How to Tell If Your Kid Has Allergies


When a kid has symptoms such as sneezing, headache, dizziness, hoarseness or a cough, it can be difficult to know if they’re symptoms of the common cold or an allergy. The difference is that colds are the direct result of a virus, whereas allergies are a defense mechanism developed by the body to protect against allergens such as dust, dander and pollen. While diagnosis is best made by a physician, being able to tell the difference between a simple cold and a full-blown allergy can help you play a proactive role in helping to relieve your child’s symptoms.

Step 1

Check your child for a fever using a thermometer. In children, a fever is a temperature above 99.5 degrees Fahrenheit when taken orally or above 100.4 degrees Fahrenheit when taken rectally, according to Family If your child has a fever, chances are he doesn’t have an allergy. Fevers are not associated with allergies, but they do run hand-in-hand with colds.

Step 2

Look for signs of aches and pains in your child. Aches and pains in your child’s muscles that occur with movements are never associated with allergy symptoms.
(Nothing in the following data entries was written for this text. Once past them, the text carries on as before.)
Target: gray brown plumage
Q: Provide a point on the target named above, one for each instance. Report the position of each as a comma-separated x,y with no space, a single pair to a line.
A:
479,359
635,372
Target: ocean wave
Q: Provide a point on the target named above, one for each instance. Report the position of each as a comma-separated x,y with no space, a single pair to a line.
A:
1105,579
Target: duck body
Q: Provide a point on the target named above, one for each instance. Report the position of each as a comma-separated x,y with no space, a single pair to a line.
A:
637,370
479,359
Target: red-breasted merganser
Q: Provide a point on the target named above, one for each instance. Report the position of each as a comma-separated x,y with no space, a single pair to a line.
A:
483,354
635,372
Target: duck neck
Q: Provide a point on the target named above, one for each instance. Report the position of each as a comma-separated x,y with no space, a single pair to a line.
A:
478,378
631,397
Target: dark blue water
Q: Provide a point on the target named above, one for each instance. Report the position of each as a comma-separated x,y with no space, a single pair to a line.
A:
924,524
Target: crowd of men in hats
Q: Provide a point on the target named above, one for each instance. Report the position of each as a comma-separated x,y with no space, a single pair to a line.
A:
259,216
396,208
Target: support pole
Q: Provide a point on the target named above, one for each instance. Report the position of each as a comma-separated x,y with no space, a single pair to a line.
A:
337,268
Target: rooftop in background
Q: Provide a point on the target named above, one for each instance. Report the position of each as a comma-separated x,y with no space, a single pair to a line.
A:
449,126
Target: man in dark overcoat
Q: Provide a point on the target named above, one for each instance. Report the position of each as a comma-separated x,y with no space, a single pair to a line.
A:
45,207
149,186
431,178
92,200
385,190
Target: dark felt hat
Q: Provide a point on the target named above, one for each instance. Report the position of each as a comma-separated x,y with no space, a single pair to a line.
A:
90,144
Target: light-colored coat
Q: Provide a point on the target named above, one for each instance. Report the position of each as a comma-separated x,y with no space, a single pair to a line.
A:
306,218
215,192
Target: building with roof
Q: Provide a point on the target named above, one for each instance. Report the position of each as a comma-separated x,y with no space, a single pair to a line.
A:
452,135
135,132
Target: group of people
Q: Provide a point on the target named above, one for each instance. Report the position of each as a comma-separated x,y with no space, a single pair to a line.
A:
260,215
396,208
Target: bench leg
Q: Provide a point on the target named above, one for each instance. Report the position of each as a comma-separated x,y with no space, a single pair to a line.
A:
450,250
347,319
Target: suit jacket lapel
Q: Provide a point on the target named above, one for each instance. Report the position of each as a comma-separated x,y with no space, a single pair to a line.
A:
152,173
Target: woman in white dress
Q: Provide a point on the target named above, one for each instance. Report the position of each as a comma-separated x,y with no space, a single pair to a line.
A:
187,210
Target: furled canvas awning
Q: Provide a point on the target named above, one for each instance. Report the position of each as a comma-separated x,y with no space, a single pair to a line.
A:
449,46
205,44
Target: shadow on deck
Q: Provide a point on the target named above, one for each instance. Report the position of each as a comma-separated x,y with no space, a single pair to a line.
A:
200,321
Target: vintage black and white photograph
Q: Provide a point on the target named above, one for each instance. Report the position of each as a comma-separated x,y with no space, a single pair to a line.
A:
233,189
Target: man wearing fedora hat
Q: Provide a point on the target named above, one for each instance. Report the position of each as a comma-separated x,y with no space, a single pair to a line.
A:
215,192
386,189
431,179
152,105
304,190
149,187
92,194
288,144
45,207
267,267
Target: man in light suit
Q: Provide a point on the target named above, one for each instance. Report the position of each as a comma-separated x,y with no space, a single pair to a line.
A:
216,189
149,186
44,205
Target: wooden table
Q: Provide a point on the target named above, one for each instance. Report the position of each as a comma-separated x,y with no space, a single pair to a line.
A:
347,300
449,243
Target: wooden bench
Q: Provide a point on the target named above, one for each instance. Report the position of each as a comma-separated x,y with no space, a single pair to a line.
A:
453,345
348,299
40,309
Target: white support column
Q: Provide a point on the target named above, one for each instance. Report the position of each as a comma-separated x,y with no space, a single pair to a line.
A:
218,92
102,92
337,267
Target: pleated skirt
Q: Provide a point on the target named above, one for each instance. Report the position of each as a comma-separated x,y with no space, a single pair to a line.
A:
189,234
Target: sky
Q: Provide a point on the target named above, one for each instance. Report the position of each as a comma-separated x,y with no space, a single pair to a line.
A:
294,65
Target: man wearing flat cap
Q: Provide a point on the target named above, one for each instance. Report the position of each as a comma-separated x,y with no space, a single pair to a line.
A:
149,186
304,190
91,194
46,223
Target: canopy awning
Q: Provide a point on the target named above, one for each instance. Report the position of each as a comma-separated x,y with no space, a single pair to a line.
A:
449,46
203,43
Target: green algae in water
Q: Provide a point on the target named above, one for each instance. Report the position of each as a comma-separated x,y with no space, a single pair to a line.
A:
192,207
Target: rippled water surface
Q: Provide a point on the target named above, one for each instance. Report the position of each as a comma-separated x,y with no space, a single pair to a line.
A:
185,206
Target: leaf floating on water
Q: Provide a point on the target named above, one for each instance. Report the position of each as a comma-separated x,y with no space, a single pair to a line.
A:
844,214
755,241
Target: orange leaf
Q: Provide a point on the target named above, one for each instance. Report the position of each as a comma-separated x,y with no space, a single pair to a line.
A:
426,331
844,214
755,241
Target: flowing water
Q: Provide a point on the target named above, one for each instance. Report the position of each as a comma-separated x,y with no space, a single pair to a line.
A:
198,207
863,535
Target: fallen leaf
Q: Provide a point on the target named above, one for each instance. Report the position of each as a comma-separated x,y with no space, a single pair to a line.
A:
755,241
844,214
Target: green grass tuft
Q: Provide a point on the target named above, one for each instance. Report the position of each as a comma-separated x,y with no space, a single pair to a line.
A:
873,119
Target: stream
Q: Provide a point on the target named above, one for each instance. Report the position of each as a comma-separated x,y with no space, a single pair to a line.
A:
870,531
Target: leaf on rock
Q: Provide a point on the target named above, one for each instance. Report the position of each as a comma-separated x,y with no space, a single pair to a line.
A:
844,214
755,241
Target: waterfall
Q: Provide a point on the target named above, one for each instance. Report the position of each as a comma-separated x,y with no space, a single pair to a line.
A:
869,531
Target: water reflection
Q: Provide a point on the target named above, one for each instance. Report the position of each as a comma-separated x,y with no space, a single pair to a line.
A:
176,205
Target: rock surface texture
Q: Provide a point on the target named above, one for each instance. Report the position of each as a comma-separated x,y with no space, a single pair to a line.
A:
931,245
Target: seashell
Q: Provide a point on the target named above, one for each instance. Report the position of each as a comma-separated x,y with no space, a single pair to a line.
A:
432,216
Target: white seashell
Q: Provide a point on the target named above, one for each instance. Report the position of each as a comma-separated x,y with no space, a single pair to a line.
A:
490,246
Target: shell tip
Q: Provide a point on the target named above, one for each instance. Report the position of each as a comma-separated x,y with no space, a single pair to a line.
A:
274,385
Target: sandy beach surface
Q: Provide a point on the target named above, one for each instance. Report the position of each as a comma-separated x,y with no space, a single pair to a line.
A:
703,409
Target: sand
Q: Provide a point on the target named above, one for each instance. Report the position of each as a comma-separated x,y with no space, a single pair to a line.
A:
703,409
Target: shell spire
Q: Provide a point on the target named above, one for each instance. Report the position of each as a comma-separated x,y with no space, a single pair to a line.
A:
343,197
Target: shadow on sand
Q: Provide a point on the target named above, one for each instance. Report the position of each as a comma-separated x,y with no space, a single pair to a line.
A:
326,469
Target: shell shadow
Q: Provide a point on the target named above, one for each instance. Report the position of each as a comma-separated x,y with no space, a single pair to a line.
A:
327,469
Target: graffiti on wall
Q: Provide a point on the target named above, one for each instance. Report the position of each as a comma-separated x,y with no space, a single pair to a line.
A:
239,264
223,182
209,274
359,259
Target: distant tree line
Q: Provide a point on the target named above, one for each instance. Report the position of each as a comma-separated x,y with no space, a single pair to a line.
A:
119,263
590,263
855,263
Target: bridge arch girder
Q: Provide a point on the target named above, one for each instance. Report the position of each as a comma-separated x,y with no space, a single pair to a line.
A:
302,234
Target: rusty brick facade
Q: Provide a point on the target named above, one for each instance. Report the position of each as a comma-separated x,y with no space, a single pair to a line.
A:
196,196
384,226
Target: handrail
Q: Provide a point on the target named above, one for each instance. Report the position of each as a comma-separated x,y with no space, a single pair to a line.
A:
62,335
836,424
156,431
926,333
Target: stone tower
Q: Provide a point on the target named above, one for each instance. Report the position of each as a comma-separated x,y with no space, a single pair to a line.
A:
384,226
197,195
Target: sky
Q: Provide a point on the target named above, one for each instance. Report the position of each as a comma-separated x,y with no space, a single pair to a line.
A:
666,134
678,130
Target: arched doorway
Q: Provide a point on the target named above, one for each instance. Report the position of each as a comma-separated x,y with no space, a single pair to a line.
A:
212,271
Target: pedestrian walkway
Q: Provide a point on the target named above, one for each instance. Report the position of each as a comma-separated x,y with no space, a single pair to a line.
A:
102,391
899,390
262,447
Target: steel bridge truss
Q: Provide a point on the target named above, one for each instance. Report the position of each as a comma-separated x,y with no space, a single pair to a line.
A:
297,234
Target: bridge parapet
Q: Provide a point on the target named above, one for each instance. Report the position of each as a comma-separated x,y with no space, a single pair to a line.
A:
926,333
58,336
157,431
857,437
However, according to the BMJ Group, such symptoms do have a close association with the common cold.

Step 3

Examine your child’s nose for discharge. While nasal discharge is a symptom of both an allergy and a cold, the nasal discharge associated with an allergy tends to remain clear for as long as the child is symptomatic. On the other hand, if you notice that the clear discharge turns to a creamy yellow or green consistency within a few days, this is indicative of a cold, according to MedlinePlus.

Step 4

Check your child for iitchy, watery eyes. Look for redness around the eyelid and unusual tear production. Children with allergies will usually rub their eyes because they itch, a symptom that is not usually associated with the common cold, according to the Children’s Hospital of Pittsburgh.

Step 5

Keep a log of how long your child’s symptoms last. While allergy symptoms usually only last for as long as the child is around the allergen triggering the symptoms, a cold often has a duration of one week but can last as long as two weeks in some cases, according to Penn State Hershey Children’s Hospital.